Tips, tricks and techniques for cracking the code of one of Australia’s most renowned golden perch fisheries. Golden perch (aka yellow belly or callop) are one of Australia’s most prominent and iconic freshwater species, plus they are a great fish to target. They are readily available year-round and yes, even in winter if the right mindset and techniques are applied.
Windamere Dam located just south of the NSW country town of Mudgee, in my opinion would have the reputation as the premier trophy golden perch fishery. Its waters are typically clear year-round with visibility sometimes reaching down as far 10-12ft in places, with the exception of the occasional algal bloom occurring once or twice a year in the warmer months.
The golden perch in this dam regularly exceed the 60cm mark with some even getting up to around 65cm, specimens of this size are typically between 8-14lb depending on the condition they are in. With a diet rich with freshwater yabbies, baitfish and freshwater shrimp its no wonder they are capable of getting to this size.
Fishing in Summer
The warmer months of December, January and February can be a great time to chase local perch population.
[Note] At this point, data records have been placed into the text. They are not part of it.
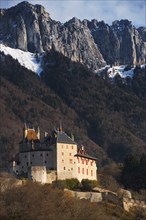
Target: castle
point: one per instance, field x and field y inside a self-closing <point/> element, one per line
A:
<point x="56" y="157"/>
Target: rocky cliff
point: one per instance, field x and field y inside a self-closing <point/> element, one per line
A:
<point x="92" y="43"/>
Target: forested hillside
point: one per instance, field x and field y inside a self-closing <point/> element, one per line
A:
<point x="115" y="117"/>
<point x="25" y="98"/>
<point x="107" y="119"/>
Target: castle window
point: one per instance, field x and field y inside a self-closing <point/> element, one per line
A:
<point x="87" y="171"/>
<point x="70" y="160"/>
<point x="78" y="169"/>
<point x="91" y="172"/>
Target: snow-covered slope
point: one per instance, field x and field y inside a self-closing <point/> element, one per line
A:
<point x="113" y="71"/>
<point x="123" y="71"/>
<point x="26" y="59"/>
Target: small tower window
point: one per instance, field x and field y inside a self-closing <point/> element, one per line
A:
<point x="91" y="172"/>
<point x="87" y="171"/>
<point x="78" y="169"/>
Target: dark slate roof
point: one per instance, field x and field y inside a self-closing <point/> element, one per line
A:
<point x="62" y="137"/>
<point x="85" y="156"/>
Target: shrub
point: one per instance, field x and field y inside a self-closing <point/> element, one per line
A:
<point x="72" y="183"/>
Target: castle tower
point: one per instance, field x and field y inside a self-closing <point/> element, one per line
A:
<point x="25" y="130"/>
<point x="39" y="134"/>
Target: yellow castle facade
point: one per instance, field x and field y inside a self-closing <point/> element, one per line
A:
<point x="55" y="157"/>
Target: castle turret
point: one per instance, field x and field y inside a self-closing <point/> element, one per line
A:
<point x="39" y="134"/>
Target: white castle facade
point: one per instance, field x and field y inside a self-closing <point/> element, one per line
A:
<point x="56" y="157"/>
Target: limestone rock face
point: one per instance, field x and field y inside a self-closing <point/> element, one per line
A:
<point x="92" y="43"/>
<point x="119" y="43"/>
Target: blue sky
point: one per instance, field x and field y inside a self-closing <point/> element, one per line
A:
<point x="107" y="10"/>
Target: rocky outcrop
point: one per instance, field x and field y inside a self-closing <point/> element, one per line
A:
<point x="119" y="43"/>
<point x="92" y="43"/>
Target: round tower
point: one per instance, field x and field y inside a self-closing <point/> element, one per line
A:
<point x="39" y="134"/>
<point x="25" y="130"/>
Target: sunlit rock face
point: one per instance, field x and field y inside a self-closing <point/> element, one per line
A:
<point x="92" y="43"/>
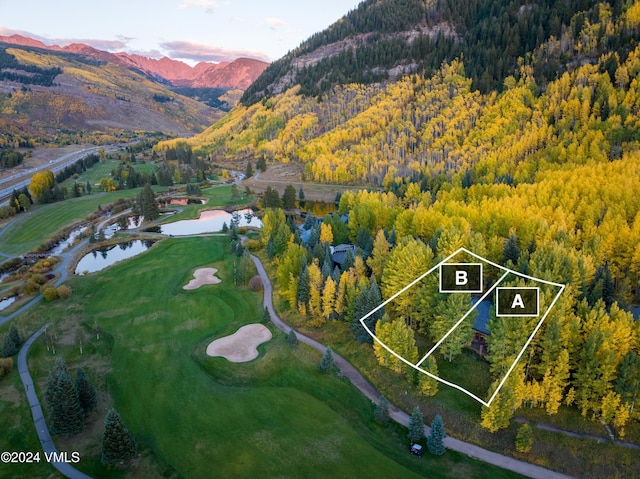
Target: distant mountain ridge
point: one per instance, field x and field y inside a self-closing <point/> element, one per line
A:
<point x="238" y="74"/>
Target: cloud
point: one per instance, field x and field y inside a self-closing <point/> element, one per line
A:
<point x="106" y="45"/>
<point x="208" y="53"/>
<point x="208" y="5"/>
<point x="7" y="32"/>
<point x="273" y="22"/>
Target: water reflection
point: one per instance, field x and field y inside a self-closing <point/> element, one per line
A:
<point x="186" y="201"/>
<point x="69" y="241"/>
<point x="209" y="222"/>
<point x="102" y="257"/>
<point x="6" y="302"/>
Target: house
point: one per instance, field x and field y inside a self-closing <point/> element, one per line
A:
<point x="480" y="326"/>
<point x="339" y="253"/>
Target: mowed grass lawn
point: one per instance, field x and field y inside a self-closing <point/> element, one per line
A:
<point x="32" y="229"/>
<point x="276" y="416"/>
<point x="194" y="423"/>
<point x="103" y="169"/>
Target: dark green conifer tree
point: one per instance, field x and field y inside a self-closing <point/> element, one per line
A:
<point x="326" y="363"/>
<point x="416" y="425"/>
<point x="67" y="416"/>
<point x="381" y="412"/>
<point x="118" y="446"/>
<point x="435" y="441"/>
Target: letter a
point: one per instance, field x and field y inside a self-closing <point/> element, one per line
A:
<point x="461" y="278"/>
<point x="517" y="301"/>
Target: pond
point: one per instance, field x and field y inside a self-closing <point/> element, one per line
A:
<point x="186" y="201"/>
<point x="208" y="222"/>
<point x="103" y="257"/>
<point x="63" y="245"/>
<point x="6" y="302"/>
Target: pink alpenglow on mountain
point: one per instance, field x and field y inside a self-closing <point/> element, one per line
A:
<point x="238" y="74"/>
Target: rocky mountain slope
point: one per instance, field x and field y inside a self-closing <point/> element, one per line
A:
<point x="44" y="92"/>
<point x="238" y="74"/>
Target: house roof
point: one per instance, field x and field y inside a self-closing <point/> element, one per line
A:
<point x="482" y="319"/>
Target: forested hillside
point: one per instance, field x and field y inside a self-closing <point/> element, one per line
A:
<point x="537" y="169"/>
<point x="381" y="39"/>
<point x="49" y="94"/>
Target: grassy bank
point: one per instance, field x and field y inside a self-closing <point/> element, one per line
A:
<point x="143" y="339"/>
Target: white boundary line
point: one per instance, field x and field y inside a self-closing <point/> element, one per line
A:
<point x="460" y="290"/>
<point x="461" y="319"/>
<point x="528" y="315"/>
<point x="420" y="278"/>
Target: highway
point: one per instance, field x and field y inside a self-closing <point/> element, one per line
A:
<point x="24" y="178"/>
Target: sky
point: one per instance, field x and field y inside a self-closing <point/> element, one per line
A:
<point x="187" y="30"/>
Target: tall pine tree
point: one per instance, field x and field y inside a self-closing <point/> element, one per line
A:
<point x="118" y="446"/>
<point x="435" y="441"/>
<point x="67" y="416"/>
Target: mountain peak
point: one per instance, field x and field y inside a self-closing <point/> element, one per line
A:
<point x="238" y="74"/>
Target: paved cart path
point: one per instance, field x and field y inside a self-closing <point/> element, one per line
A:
<point x="401" y="417"/>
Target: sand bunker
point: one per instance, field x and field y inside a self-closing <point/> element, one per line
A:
<point x="241" y="346"/>
<point x="203" y="276"/>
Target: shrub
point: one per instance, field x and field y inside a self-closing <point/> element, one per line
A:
<point x="253" y="245"/>
<point x="292" y="339"/>
<point x="9" y="348"/>
<point x="31" y="286"/>
<point x="524" y="438"/>
<point x="50" y="293"/>
<point x="255" y="283"/>
<point x="6" y="365"/>
<point x="381" y="413"/>
<point x="64" y="291"/>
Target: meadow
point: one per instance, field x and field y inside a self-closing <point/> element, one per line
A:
<point x="32" y="229"/>
<point x="143" y="339"/>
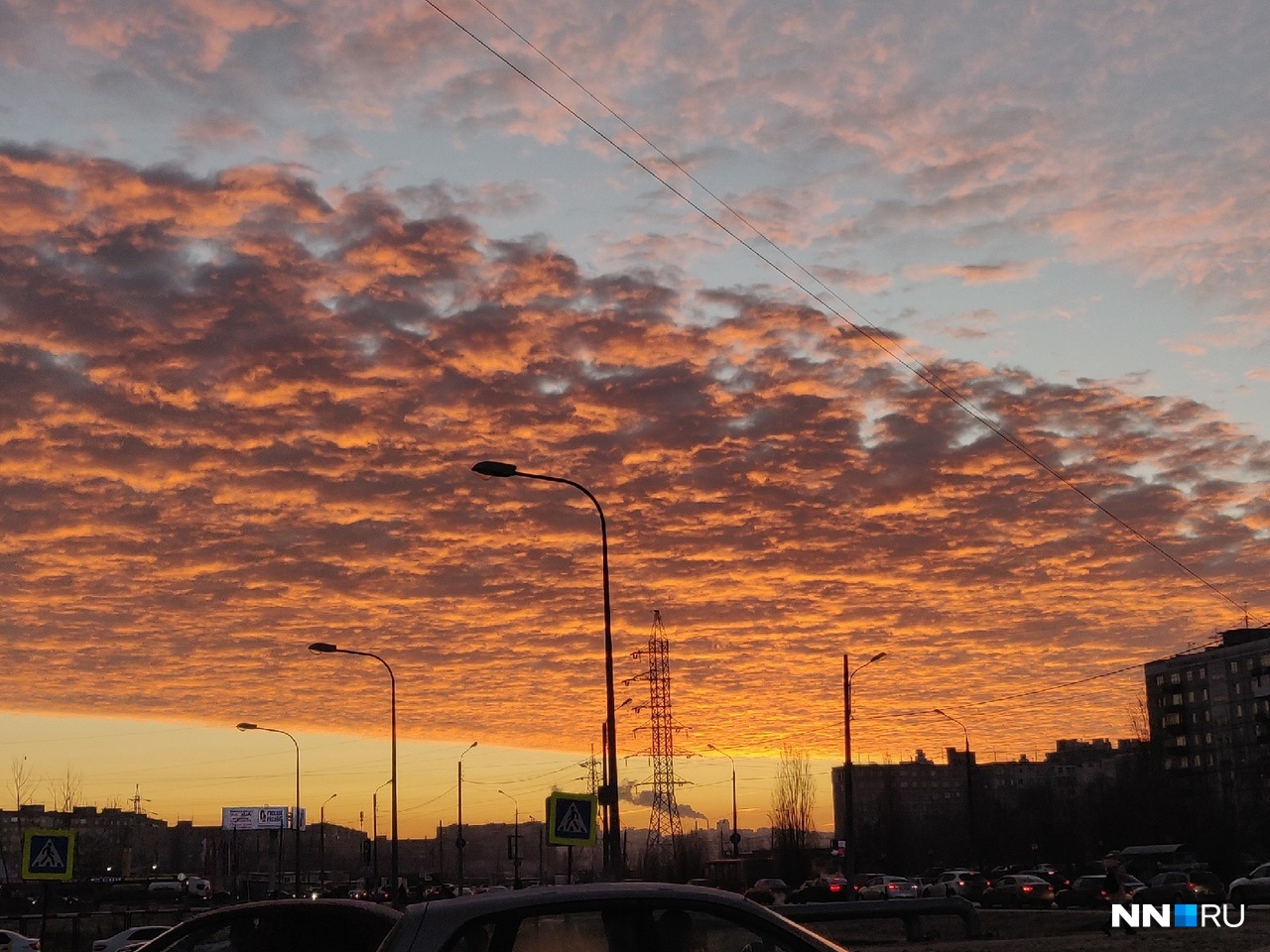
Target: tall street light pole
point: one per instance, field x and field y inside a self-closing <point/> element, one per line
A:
<point x="969" y="782"/>
<point x="516" y="843"/>
<point x="735" y="832"/>
<point x="613" y="835"/>
<point x="375" y="830"/>
<point x="848" y="793"/>
<point x="460" y="843"/>
<point x="321" y="648"/>
<point x="249" y="726"/>
<point x="321" y="843"/>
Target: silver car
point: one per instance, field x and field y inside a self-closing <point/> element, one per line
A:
<point x="617" y="916"/>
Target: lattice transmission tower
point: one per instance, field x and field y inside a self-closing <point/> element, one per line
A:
<point x="663" y="825"/>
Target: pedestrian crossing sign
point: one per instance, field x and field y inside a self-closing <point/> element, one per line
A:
<point x="572" y="819"/>
<point x="49" y="855"/>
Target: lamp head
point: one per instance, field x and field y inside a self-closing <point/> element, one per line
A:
<point x="488" y="468"/>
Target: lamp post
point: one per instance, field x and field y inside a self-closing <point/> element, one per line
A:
<point x="460" y="843"/>
<point x="321" y="648"/>
<point x="375" y="830"/>
<point x="321" y="843"/>
<point x="516" y="843"/>
<point x="848" y="793"/>
<point x="249" y="726"/>
<point x="969" y="780"/>
<point x="735" y="833"/>
<point x="613" y="830"/>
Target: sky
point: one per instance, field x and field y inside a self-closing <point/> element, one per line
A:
<point x="921" y="327"/>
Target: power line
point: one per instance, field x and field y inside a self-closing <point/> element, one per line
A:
<point x="861" y="325"/>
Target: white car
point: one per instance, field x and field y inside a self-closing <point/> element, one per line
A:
<point x="134" y="936"/>
<point x="17" y="942"/>
<point x="1251" y="889"/>
<point x="592" y="915"/>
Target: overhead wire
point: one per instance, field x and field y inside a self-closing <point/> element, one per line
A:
<point x="875" y="335"/>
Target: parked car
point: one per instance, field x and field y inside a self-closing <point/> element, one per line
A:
<point x="589" y="916"/>
<point x="888" y="888"/>
<point x="1088" y="892"/>
<point x="282" y="925"/>
<point x="1182" y="887"/>
<point x="826" y="889"/>
<point x="128" y="937"/>
<point x="770" y="892"/>
<point x="17" y="942"/>
<point x="1051" y="875"/>
<point x="1254" y="888"/>
<point x="966" y="884"/>
<point x="1017" y="890"/>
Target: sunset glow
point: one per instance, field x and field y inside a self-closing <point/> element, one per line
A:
<point x="264" y="303"/>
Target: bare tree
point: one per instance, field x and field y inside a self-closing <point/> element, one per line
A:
<point x="1139" y="721"/>
<point x="67" y="791"/>
<point x="21" y="780"/>
<point x="793" y="801"/>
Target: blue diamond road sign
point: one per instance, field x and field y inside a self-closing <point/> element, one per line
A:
<point x="572" y="819"/>
<point x="49" y="855"/>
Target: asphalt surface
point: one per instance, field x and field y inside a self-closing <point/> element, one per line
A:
<point x="1048" y="930"/>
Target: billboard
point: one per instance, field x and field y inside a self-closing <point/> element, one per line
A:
<point x="259" y="817"/>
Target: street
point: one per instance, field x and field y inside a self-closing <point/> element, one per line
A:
<point x="1049" y="930"/>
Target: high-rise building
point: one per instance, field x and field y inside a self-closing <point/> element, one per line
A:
<point x="1210" y="712"/>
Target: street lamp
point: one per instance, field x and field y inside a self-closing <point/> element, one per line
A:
<point x="848" y="793"/>
<point x="613" y="832"/>
<point x="321" y="648"/>
<point x="249" y="726"/>
<point x="735" y="833"/>
<point x="321" y="843"/>
<point x="516" y="843"/>
<point x="375" y="832"/>
<point x="460" y="843"/>
<point x="969" y="775"/>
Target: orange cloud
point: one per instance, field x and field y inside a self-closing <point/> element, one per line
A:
<point x="239" y="416"/>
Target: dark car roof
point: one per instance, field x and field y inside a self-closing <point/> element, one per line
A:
<point x="291" y="925"/>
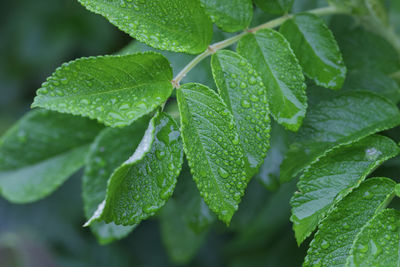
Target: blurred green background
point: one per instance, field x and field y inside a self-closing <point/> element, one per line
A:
<point x="35" y="38"/>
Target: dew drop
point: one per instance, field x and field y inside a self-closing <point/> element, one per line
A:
<point x="245" y="103"/>
<point x="223" y="173"/>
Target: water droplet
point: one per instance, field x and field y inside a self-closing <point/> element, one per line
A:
<point x="235" y="141"/>
<point x="160" y="154"/>
<point x="245" y="103"/>
<point x="254" y="98"/>
<point x="149" y="209"/>
<point x="223" y="172"/>
<point x="367" y="195"/>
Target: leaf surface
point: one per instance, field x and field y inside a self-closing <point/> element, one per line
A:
<point x="359" y="49"/>
<point x="332" y="243"/>
<point x="277" y="7"/>
<point x="374" y="81"/>
<point x="316" y="48"/>
<point x="185" y="221"/>
<point x="110" y="149"/>
<point x="175" y="25"/>
<point x="229" y="15"/>
<point x="40" y="152"/>
<point x="273" y="59"/>
<point x="378" y="242"/>
<point x="245" y="95"/>
<point x="143" y="183"/>
<point x="115" y="90"/>
<point x="334" y="176"/>
<point x="212" y="148"/>
<point x="340" y="120"/>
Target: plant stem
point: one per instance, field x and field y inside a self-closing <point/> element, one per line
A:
<point x="225" y="43"/>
The peak of the ‘golden perch spawn’ is just about over, if it hasn’t already finished and the fish are fired up and will generally show interest in whatever you decide to throw. Quite often the water temp will have a big role to play in the depth the fish are comfortable sitting in. This time of year, the water temps can exceed 25-26 degrees Celsius and this can be a little troublesome in the sense that the majority of fish will generally hold a little deeper in the water column during the heat of the day. Typically they will sit in the 15-25ft mark but over night and in the low light periods of the day they will move in shallower. It’s around these times of day you want to be focusing your time on the water.
Small spinnerbaits, Jackall Tn60’s and mask vibes, Ecogear Zx40’s and any small deep divers.
Fishing in Autumn
As the water begins to cool off the goldens in Windamere will gradually move into shallower water and will usually be active early on in the season. As autumn starts to move on the golden perch will start to feed less aggressively and enticing a bite will take more work and a more finesse approach. Leaders as low as 4-6lb and even up to 12ft in length will come into play more so as you want every little 1% factor in your ball court.
Fishing around this time of year can and will be slow at times so it pays to work your lures slow and steady to produce the results. Making sure an area of water is worked over 2-3 times can be the key to success and has proven so time and time again.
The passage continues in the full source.